Honeysuckle Is Aggressive Also
Also in this bed are Bush Honeysuckle, not the vines. Ohio is an area where this tree is taking over forests and yards if left on its own. I will be cutting this down and also treating the stump with a herbicide to kill the roots. It may take years of repeatedly cutting and treating, but this Bush Honeysuckle takes over if not kept under control.
It does have pretty red berries that the birds eat, but the berries of this tree are not as good for the birds as those berries on the native honeysuckle. See a full explanation in this article. https://ecosystems.psu.edu/research/centers/private-forests/news/invasive-species-highlight-bush-honeysuckles-not-for-the-birds.
Removing Invasive Wintercreeper Is Hard Work!
My method for removing the wintercreeper and vinca is not easy. It takes a lot of work and I am doing it in stages. First of all, it has to be pulled out by its roots. No getting around that. It had to be done. Best done after some rainfall because you need to reach the roots and pull up as much as possible to prevent regrowth.

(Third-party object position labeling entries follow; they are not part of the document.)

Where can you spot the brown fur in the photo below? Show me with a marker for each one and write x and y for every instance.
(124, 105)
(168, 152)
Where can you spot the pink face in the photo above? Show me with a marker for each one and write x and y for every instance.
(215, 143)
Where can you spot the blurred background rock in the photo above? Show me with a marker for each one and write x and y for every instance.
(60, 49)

Sometimes these roots are so deep and buried well, they just don’t pull up. We have “group raked” in bundles and sometimes that works to get a whole sheet of it at once. But mostly, we have found we need to pull as much as we can, and then use large loppers to cut the stubborn ones.
We spread mulch over the cleaned bed, and since I luckily have no other flowers or plants in those areas, I will pull each little sprout is it rears it head in the mulch (or spritz it with some glyphosate or straight vinegar). Once I feel that most of my wintercreeper is gone, I will be ready to plant next spring.

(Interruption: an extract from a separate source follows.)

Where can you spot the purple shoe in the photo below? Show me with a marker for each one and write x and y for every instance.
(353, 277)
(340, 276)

What About That Poison Ivy?
As shown in earlier videos, I do have a problem with Poison Ivy in some parts of my beds and I am slowly getting a hand on control and eliminating that. It is still there and attachments are still visible on my brick walls. Not sure how to get rid of those but probably full face mask, gloves, tube socks and glyphosate comes into play here.
I understand that even the dead vines and leaves and these root suckers attached to the wall will still be full of the urushiol which will cause the rash and itchiness. If I feel like I have been exposed, and in this cleaning of beds I have no way of knowing, I will always discard my gloves when finished, wash hands in cold soapy water with Dawn detergent, rub alcohol on my hands and forearms and ankles if they were at all exposed. Treatment with Tecnu (#affiliatelink) is a good choice too.

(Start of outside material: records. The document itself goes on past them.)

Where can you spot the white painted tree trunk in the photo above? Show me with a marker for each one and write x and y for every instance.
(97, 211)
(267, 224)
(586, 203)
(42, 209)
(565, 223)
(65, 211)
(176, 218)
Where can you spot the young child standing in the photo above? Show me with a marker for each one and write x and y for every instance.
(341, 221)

My Flower Beds Are Looking Good!
By next spring, I should be ready to get flowers planted in these beds so that they will truly be a “flower bed” again. Meanwhile all my hypertufa troughs will occupy these spaces and hopefully grow well over this winter period coming.
It will be fun planning over the winter what plants I will put in the beds. So far, I only have some heuchera that I bought from my old house over here. It is doing well. But I need more perennials to join them.
Looking forward to browsing all the catalogues and garden blogs to get lots of ideas about what to plant!